Just some basic comments, I'm sure Brion has more.
leonsp@svn.wikimedia.org schreef:
Revision: 45755 Author: leonsp Date: 2009-01-14 22:20:15 +0000 (Wed, 14 Jan 2009)
Log Message:
(bug 17028) Added support for IBM DB2 database. config/index.php has new interface elements that only show up if PHP has ibm_db2 module enabled. AutoLoader knows about the new DB2 classes. GlobalFunctions has a new constant for DB2 time format. Revision class fixed slightly. Also includes new PHP files containing the Database and Search API implementations for IBM DB2.
[...] Modified: trunk/phase3/includes/Revision.php =================================================================== --- trunk/phase3/includes/Revision.php 2009-01-14 22:15:50 UTC (rev 45754) +++ trunk/phase3/includes/Revision.php 2009-01-14 22:20:15 UTC (rev 45755) @@ -961,6 +961,10 @@ */ static function getTimestampFromId( $title, $id ) { $dbr = wfGetDB( DB_SLAVE );
// Casting fix for DB2
if ($id == '') {
$id = 0;
}
You should probably use intval($id) here.
[...]
Added: trunk/phase3/includes/SearchIBM_DB2.php
--- trunk/phase3/includes/SearchIBM_DB2.php (rev 0) +++ trunk/phase3/includes/SearchIBM_DB2.php 2009-01-14 22:20:15 UTC (rev 45755) @@ -0,0 +1,247 @@ +<?php +# Copyright (C) 2004 Brion Vibber brion@pobox.com
If you wrote this file, you should attribute yourself.

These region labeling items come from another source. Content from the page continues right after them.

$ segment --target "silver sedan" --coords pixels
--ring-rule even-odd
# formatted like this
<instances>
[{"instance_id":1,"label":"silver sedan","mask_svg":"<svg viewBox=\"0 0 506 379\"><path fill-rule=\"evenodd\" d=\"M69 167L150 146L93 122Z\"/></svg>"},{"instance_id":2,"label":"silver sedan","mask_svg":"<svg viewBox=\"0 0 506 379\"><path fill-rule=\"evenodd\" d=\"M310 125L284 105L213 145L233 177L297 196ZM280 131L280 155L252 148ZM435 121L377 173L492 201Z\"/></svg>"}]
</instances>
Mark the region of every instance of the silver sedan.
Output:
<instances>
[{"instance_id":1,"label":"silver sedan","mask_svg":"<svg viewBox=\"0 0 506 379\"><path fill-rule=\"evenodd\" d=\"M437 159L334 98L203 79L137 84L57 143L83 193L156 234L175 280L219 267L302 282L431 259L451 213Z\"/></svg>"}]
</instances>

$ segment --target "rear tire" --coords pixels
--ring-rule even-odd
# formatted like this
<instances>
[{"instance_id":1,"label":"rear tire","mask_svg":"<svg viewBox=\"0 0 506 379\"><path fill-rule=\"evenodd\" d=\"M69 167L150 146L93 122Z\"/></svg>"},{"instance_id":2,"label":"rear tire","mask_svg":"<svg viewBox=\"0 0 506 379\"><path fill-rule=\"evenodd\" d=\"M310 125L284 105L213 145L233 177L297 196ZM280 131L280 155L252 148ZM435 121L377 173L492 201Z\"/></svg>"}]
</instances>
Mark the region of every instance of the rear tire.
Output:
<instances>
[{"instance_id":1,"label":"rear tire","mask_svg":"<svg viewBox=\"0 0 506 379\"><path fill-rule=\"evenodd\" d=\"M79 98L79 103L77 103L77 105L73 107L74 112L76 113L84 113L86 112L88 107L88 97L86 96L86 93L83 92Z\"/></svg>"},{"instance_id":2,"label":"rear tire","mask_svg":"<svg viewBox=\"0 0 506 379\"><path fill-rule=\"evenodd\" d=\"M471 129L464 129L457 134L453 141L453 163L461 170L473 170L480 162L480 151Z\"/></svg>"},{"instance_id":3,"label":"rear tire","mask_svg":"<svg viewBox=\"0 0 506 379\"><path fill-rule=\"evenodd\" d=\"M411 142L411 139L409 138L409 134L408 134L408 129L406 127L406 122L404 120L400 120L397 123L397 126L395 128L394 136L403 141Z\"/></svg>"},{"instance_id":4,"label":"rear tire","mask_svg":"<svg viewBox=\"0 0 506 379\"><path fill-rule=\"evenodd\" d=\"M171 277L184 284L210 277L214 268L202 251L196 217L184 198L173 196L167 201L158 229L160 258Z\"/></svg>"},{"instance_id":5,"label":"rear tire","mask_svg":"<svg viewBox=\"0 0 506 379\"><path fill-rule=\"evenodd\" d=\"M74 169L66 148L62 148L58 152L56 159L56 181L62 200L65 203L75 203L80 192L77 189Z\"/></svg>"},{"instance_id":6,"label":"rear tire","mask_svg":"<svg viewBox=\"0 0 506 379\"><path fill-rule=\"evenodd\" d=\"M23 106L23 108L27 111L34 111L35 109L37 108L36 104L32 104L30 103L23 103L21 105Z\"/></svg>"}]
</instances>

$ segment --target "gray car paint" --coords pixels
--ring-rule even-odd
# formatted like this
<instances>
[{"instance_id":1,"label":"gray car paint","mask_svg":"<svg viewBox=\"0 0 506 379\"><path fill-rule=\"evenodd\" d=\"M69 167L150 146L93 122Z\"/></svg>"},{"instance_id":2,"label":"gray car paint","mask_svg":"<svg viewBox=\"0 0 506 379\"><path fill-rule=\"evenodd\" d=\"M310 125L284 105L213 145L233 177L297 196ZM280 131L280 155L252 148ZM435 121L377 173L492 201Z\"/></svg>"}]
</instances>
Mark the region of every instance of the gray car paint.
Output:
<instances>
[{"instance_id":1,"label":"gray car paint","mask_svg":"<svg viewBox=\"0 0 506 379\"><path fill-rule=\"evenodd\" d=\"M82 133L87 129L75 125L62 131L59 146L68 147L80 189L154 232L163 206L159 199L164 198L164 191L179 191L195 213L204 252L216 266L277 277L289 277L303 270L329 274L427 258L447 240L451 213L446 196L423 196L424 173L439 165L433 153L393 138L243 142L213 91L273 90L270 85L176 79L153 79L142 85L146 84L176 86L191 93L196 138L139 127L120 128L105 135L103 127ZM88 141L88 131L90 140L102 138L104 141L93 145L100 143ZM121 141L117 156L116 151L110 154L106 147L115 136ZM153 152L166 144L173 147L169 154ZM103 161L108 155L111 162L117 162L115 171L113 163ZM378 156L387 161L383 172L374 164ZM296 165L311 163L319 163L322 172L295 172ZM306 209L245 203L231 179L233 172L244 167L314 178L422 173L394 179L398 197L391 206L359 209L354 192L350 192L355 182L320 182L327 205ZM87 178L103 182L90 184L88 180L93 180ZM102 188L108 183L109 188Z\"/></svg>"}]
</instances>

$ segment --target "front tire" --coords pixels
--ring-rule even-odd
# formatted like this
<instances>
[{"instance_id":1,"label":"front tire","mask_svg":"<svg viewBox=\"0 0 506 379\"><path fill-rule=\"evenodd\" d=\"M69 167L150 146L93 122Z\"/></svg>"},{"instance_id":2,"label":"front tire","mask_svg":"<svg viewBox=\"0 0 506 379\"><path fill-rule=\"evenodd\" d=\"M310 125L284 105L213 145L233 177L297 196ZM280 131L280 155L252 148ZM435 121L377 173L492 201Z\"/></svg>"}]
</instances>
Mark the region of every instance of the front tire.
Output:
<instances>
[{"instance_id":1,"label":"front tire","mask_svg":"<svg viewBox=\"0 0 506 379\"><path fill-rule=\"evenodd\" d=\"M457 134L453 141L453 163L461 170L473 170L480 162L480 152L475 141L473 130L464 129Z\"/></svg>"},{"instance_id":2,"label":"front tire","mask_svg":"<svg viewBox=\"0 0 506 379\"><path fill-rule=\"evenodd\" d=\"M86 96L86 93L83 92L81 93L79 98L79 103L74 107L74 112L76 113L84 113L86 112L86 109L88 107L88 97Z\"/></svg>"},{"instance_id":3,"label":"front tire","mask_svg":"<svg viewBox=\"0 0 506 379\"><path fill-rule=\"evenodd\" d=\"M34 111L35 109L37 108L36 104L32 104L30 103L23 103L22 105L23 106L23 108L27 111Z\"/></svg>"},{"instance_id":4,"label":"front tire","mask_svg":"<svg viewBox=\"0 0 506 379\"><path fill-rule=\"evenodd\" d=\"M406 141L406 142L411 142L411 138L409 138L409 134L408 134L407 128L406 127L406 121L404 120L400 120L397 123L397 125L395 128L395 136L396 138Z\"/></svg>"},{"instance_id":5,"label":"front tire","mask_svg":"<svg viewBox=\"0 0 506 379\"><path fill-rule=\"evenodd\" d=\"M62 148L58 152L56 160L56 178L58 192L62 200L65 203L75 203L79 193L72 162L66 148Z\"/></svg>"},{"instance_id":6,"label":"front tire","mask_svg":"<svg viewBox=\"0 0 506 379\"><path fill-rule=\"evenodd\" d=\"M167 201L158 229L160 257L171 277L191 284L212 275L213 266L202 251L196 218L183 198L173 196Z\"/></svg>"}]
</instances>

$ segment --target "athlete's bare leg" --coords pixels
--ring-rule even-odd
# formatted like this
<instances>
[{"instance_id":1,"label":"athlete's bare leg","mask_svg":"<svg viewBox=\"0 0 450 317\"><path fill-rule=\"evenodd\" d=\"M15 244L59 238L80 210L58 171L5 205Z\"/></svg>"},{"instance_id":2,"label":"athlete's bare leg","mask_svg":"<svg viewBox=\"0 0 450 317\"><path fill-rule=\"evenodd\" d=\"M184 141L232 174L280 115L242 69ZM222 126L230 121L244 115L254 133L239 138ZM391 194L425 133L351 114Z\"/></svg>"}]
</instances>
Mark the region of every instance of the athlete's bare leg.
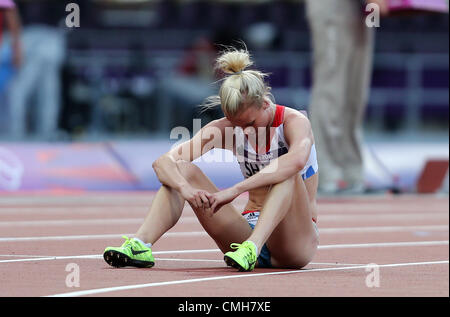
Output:
<instances>
[{"instance_id":1,"label":"athlete's bare leg","mask_svg":"<svg viewBox=\"0 0 450 317\"><path fill-rule=\"evenodd\" d=\"M219 191L211 180L193 163L178 161L177 168L188 183L210 193ZM185 200L180 193L170 187L162 186L156 194L150 211L136 237L154 244L180 219ZM233 242L245 241L252 229L232 204L224 205L212 217L203 210L194 212L205 231L216 242L222 252L230 251Z\"/></svg>"}]
</instances>

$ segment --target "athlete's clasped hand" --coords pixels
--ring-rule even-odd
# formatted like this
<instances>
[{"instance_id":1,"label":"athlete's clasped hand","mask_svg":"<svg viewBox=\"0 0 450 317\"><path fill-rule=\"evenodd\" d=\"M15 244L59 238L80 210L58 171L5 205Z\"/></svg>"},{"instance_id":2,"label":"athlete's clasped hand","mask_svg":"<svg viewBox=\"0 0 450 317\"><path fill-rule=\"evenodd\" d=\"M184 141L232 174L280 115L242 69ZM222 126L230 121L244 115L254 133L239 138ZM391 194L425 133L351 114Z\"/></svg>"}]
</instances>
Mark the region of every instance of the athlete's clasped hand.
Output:
<instances>
[{"instance_id":1,"label":"athlete's clasped hand","mask_svg":"<svg viewBox=\"0 0 450 317\"><path fill-rule=\"evenodd\" d=\"M184 186L180 194L193 209L203 210L211 217L223 205L232 202L239 195L233 187L211 194L206 190L197 189L192 186Z\"/></svg>"}]
</instances>

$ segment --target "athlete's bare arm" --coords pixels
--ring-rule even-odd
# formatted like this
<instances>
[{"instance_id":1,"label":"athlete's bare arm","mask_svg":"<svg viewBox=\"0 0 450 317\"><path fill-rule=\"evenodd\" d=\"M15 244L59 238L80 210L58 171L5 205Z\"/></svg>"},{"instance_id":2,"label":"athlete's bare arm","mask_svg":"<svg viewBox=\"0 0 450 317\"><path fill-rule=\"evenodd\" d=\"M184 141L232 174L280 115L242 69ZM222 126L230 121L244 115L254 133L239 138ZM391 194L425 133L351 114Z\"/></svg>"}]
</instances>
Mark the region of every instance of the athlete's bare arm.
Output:
<instances>
[{"instance_id":1,"label":"athlete's bare arm","mask_svg":"<svg viewBox=\"0 0 450 317\"><path fill-rule=\"evenodd\" d=\"M213 148L222 148L227 120L214 120L198 131L192 139L171 149L153 162L153 169L159 181L177 191L189 184L179 173L176 162L192 162Z\"/></svg>"}]
</instances>

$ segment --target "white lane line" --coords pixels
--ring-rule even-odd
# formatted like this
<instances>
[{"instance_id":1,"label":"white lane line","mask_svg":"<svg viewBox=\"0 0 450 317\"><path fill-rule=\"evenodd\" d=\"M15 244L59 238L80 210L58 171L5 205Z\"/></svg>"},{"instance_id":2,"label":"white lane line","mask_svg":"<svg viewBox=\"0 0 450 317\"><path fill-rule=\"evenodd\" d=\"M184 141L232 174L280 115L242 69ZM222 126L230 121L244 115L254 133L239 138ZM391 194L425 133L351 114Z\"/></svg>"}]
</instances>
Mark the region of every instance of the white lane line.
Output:
<instances>
[{"instance_id":1,"label":"white lane line","mask_svg":"<svg viewBox=\"0 0 450 317\"><path fill-rule=\"evenodd\" d=\"M375 227L349 227L349 228L319 228L320 234L341 233L369 233L369 232L416 232L416 231L448 231L447 225L434 226L375 226ZM3 237L0 242L23 241L51 241L51 240L82 240L82 239L113 239L122 235L133 236L134 233L124 234L96 234L96 235L67 235L67 236L43 236L43 237ZM205 231L167 232L164 237L199 237L207 236Z\"/></svg>"},{"instance_id":2,"label":"white lane line","mask_svg":"<svg viewBox=\"0 0 450 317\"><path fill-rule=\"evenodd\" d=\"M192 250L196 251L196 250ZM214 252L219 252L219 249L212 249ZM194 252L192 252L194 253ZM155 253L153 253L155 254ZM8 262L24 262L26 261L43 261L43 260L66 260L66 259L100 259L102 258L101 254L94 254L94 255L78 255L78 256L48 256L48 255L25 255L25 254L0 254L0 258L2 257L20 257L20 258L27 258L27 259L18 259L18 260L5 260L6 263ZM223 263L223 260L212 260L212 259L182 259L182 258L155 258L157 261L182 261L182 262L220 262ZM1 261L0 261L1 263ZM333 266L348 266L348 265L364 265L361 263L339 263L339 262L310 262L311 265L333 265Z\"/></svg>"},{"instance_id":3,"label":"white lane line","mask_svg":"<svg viewBox=\"0 0 450 317\"><path fill-rule=\"evenodd\" d=\"M405 267L405 266L436 265L436 264L448 264L448 263L449 263L448 260L447 261L434 261L434 262L393 263L393 264L380 264L379 267L380 268ZM277 272L267 272L267 273L233 274L233 275L195 278L195 279L187 279L187 280L175 280L175 281L167 281L167 282L134 284L134 285L124 285L124 286L116 286L116 287L105 287L105 288L97 288L97 289L90 289L90 290L77 291L77 292L54 294L54 295L49 295L46 297L78 297L78 296L87 296L87 295L110 293L110 292L117 292L117 291L126 291L126 290L139 289L139 288L147 288L147 287L199 283L199 282L226 280L226 279L234 279L234 278L260 277L260 276L270 276L270 275L311 273L311 272L324 272L324 271L360 270L360 269L366 269L366 268L367 268L367 265L361 265L361 266L344 266L344 267L309 269L309 270L303 269L303 270L295 270L295 271L277 271Z\"/></svg>"},{"instance_id":4,"label":"white lane line","mask_svg":"<svg viewBox=\"0 0 450 317\"><path fill-rule=\"evenodd\" d=\"M415 242L380 242L359 244L319 245L318 249L354 249L354 248L384 248L384 247L418 247L448 245L448 241L415 241Z\"/></svg>"},{"instance_id":5,"label":"white lane line","mask_svg":"<svg viewBox=\"0 0 450 317\"><path fill-rule=\"evenodd\" d=\"M414 247L414 246L439 246L448 245L448 241L416 241L416 242L381 242L381 243L361 243L361 244L330 244L319 245L318 249L351 249L351 248L380 248L380 247ZM191 254L191 253L214 253L221 252L220 249L199 249L199 250L168 250L168 251L154 251L154 255L163 254ZM8 255L0 255L8 256ZM15 255L14 255L15 256ZM24 256L26 257L26 256ZM26 258L14 260L0 260L0 263L12 262L33 262L33 261L50 261L50 260L67 260L67 259L100 259L102 255L71 255L71 256L48 256L39 258Z\"/></svg>"},{"instance_id":6,"label":"white lane line","mask_svg":"<svg viewBox=\"0 0 450 317\"><path fill-rule=\"evenodd\" d=\"M2 212L0 211L0 214ZM16 213L15 213L16 214ZM79 214L78 212L76 213ZM96 218L96 219L59 219L59 220L10 220L10 221L0 221L0 227L39 227L39 226L86 226L86 225L98 225L98 224L136 224L142 223L145 218L145 214L142 217L134 218ZM347 221L369 221L369 220L442 220L448 219L448 212L427 214L423 213L405 213L405 214L345 214L345 215L319 215L319 221L336 221L336 222L347 222ZM195 216L182 216L179 220L181 223L198 223L197 217Z\"/></svg>"}]
</instances>

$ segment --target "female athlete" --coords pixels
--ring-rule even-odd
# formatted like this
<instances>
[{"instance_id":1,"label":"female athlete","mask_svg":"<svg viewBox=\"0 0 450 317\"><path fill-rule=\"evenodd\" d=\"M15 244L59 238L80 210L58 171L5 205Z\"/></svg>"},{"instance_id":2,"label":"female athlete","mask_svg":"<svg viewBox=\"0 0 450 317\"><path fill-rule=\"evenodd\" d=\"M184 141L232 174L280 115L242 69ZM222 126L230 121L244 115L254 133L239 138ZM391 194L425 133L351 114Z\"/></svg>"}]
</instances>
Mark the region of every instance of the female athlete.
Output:
<instances>
[{"instance_id":1,"label":"female athlete","mask_svg":"<svg viewBox=\"0 0 450 317\"><path fill-rule=\"evenodd\" d=\"M252 64L246 50L228 49L218 57L225 77L219 95L205 106L220 105L225 117L153 163L162 186L135 237L105 249L108 264L152 267L151 246L177 223L186 201L228 266L302 268L311 261L318 246L318 165L310 122L276 105L267 75L247 69ZM213 148L233 152L243 181L219 190L192 163ZM244 192L249 199L241 213L231 202Z\"/></svg>"}]
</instances>

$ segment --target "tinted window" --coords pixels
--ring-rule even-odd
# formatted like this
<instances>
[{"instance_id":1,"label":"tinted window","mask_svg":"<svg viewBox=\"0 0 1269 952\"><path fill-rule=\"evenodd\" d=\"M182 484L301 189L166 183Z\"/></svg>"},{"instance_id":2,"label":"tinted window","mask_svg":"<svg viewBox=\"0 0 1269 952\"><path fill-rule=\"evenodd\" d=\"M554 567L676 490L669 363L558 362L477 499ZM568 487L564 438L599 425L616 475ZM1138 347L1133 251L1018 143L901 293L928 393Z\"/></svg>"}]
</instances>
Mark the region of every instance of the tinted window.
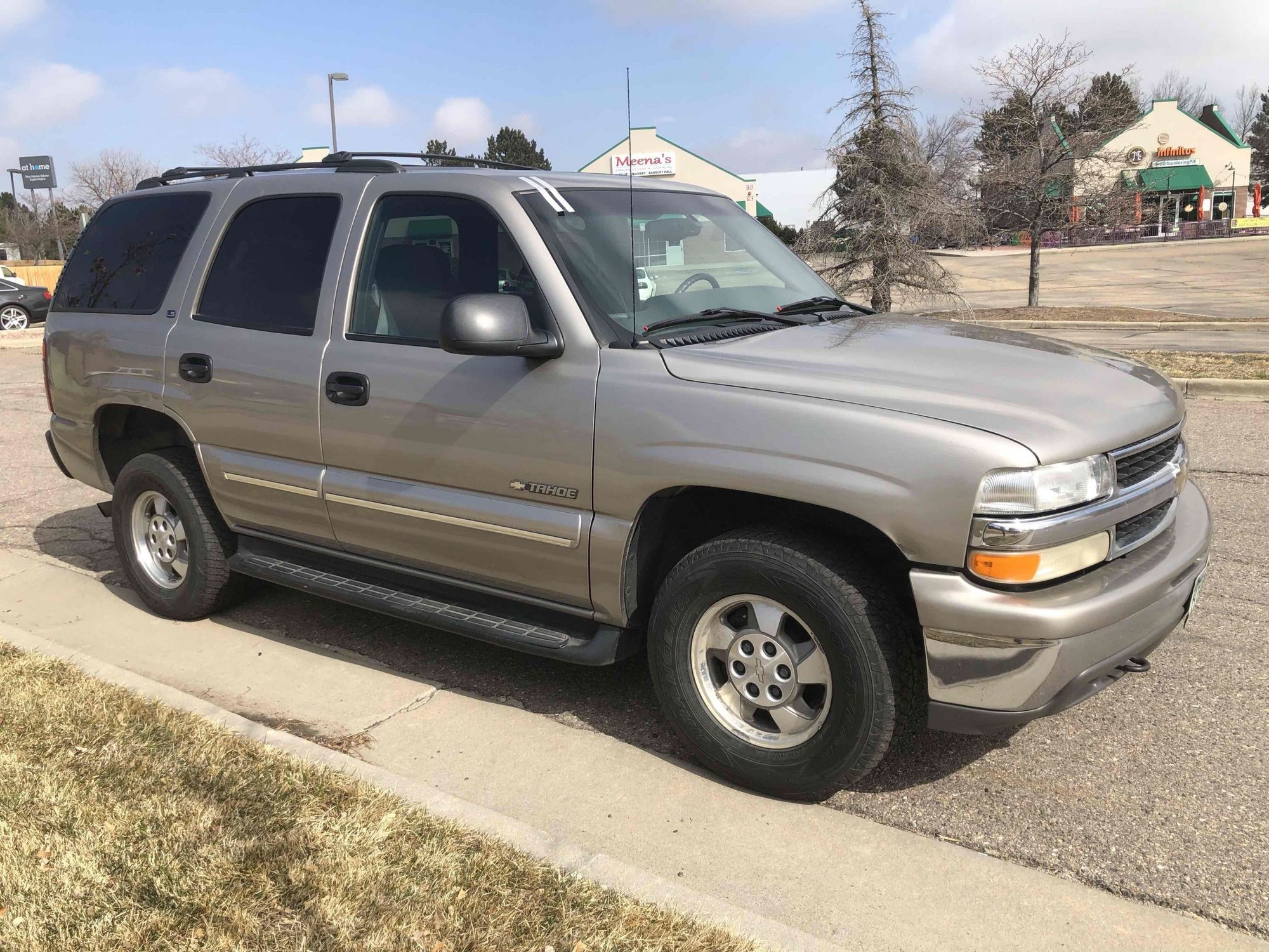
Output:
<instances>
[{"instance_id":1,"label":"tinted window","mask_svg":"<svg viewBox=\"0 0 1269 952\"><path fill-rule=\"evenodd\" d=\"M354 336L435 344L458 294L516 294L537 327L546 305L511 236L485 206L444 195L387 195L357 273Z\"/></svg>"},{"instance_id":2,"label":"tinted window","mask_svg":"<svg viewBox=\"0 0 1269 952\"><path fill-rule=\"evenodd\" d=\"M194 320L312 334L336 217L338 195L244 206L216 250Z\"/></svg>"},{"instance_id":3,"label":"tinted window","mask_svg":"<svg viewBox=\"0 0 1269 952\"><path fill-rule=\"evenodd\" d=\"M126 198L89 222L57 282L61 311L154 314L207 211L206 192Z\"/></svg>"}]
</instances>

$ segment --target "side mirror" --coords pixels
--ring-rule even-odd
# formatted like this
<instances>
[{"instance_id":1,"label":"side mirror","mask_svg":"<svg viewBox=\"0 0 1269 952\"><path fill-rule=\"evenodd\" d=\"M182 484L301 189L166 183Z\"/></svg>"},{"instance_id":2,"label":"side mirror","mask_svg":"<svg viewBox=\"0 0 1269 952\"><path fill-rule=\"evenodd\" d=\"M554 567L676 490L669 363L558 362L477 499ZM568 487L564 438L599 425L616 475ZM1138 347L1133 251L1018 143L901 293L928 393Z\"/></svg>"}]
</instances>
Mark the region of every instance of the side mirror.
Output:
<instances>
[{"instance_id":1,"label":"side mirror","mask_svg":"<svg viewBox=\"0 0 1269 952\"><path fill-rule=\"evenodd\" d=\"M529 322L516 294L459 294L440 315L440 348L452 354L549 359L563 343Z\"/></svg>"}]
</instances>

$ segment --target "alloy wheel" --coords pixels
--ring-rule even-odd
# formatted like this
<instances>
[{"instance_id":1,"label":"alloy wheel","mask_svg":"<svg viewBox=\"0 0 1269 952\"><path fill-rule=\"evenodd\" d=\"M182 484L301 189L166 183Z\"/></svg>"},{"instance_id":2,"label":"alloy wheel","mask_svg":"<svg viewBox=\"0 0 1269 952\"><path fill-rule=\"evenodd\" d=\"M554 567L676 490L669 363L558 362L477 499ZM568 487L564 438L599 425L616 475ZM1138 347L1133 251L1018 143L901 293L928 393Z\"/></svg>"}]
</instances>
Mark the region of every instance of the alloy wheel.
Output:
<instances>
[{"instance_id":1,"label":"alloy wheel","mask_svg":"<svg viewBox=\"0 0 1269 952\"><path fill-rule=\"evenodd\" d=\"M813 632L763 595L709 607L690 642L692 677L711 716L768 749L794 748L824 725L832 699L829 659Z\"/></svg>"},{"instance_id":2,"label":"alloy wheel","mask_svg":"<svg viewBox=\"0 0 1269 952\"><path fill-rule=\"evenodd\" d=\"M20 307L5 307L0 310L0 330L25 330L30 326L30 317Z\"/></svg>"},{"instance_id":3,"label":"alloy wheel","mask_svg":"<svg viewBox=\"0 0 1269 952\"><path fill-rule=\"evenodd\" d=\"M146 490L132 504L132 551L146 576L165 589L179 588L189 574L189 542L171 501Z\"/></svg>"}]
</instances>

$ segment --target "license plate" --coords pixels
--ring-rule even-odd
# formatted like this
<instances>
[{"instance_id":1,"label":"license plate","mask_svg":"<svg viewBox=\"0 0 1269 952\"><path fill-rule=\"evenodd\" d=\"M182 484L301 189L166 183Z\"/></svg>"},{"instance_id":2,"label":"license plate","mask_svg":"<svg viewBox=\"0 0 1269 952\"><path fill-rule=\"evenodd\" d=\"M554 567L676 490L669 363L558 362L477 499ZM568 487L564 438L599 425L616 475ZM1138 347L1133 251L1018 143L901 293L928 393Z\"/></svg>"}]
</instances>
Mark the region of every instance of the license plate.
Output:
<instances>
[{"instance_id":1,"label":"license plate","mask_svg":"<svg viewBox=\"0 0 1269 952\"><path fill-rule=\"evenodd\" d=\"M1185 602L1185 618L1181 621L1181 625L1187 627L1194 619L1194 605L1198 604L1198 593L1199 589L1203 588L1203 579L1206 578L1207 578L1207 566L1204 565L1203 571L1200 571L1198 574L1198 578L1194 579L1194 588L1190 589L1190 597Z\"/></svg>"}]
</instances>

Added: trunk/phase3/includes/db/DatabaseIbm_db2.php
--- trunk/phase3/includes/db/DatabaseIbm_db2.php (rev 0) +++ trunk/phase3/includes/db/DatabaseIbm_db2.php 2009-01-14 22:20:15 UTC (rev 45755)
+/**
- Utility class for generating blank objects
- Intended as an equivalent to {} in Javascript
- @ingroup Database
- */
+class BlankObject { +}
Just use $obj = new stdClass; here.
+/**
- This represents a column in a DB2 database
- @ingroup Database
- */
+class IBM_DB2Field {
- private $name, $tablename, $type, $nullable, $max_length;
- /**
* Builder method for the class
* @param Object $db Database interface
* @param string $table table name
* @param string $field column name
* @return IBM_DB2Field
*/
- static function fromText($db, $table, $field) {
[...]
- }
- /**
* Get column name
* @return string column name
*/
- function name() { return $this->name; }
- /**
* Get table name
* @return string table name
*/
- function tableName() { return $this->tablename; }
- /**
* Get column type
* @return string column type
*/
- function type() { return $this->type; }
- /**
* Can column be null?
* @return bool true or false
*/
- function nullable() { return $this->nullable; }
- /**
* How much can you fit in the column per row?
* @return int length
*/
- function maxLength() { return $this->max_length; }
+}
Why do you need this? The other Database backends don't have it.
+/**
- Wrapper around binary large objects
- @ingroup Database
- */
+class IBM_DB2Blob {
- private $mData;
- function __construct($data) {
$this->mData = $data;
- }
- function getData() {
return $this->mData;
- }
+}
Why do you need these wrapper objects?
[...]
- public function is_numeric_type( $type ) {
switch (strtoupper($type)) {
case 'SMALLINT':
case 'INTEGER':
case 'INT':
case 'BIGINT':
case 'DECIMAL':
case 'REAL':
case 'DOUBLE':
case 'DECFLOAT':
return true;
}
return false;
- }
Indentation looks wrong here.
- /**
* Construct a LIMIT query with optional offset
* This is used for query pages
* $sql string SQL query we will append the limit too
* $limit integer the SQL limit
* $offset integer the SQL offset (default false)
*/
- public function limitResult($sql, $limit, $offset=false) {
if( !is_numeric($limit) ) {
throw new DBUnexpectedError( $this, "Invalid non-numeric limit passed to limitResult()\n" );
}
if( $offset ) {
wfDebug("Offset parameter not supported in limitResult()\n");
}
// TODO implement proper offset handling
// idea: get all the rows between 0 and offset, advance cursor to offset
return "$sql FETCH FIRST $limit ROWS ONLY ";
- }
So DB2 renames LIMIT $n to something else and doesn't even implement offset handling, even though both are in the SQL specification?
- /**
* USE INDEX clause
* DB2 doesn't have them and returns ""
* @param sting $index
*/
- public function useIndexClause( $index ) {
return "";
- }
What do you mean DB2 "doesn't have them"? FORCE INDEX isn't supported in DB2? Then unless its index choosing algorithm is extremely good, it won't be able to run certain queries with satisfactory efficiency.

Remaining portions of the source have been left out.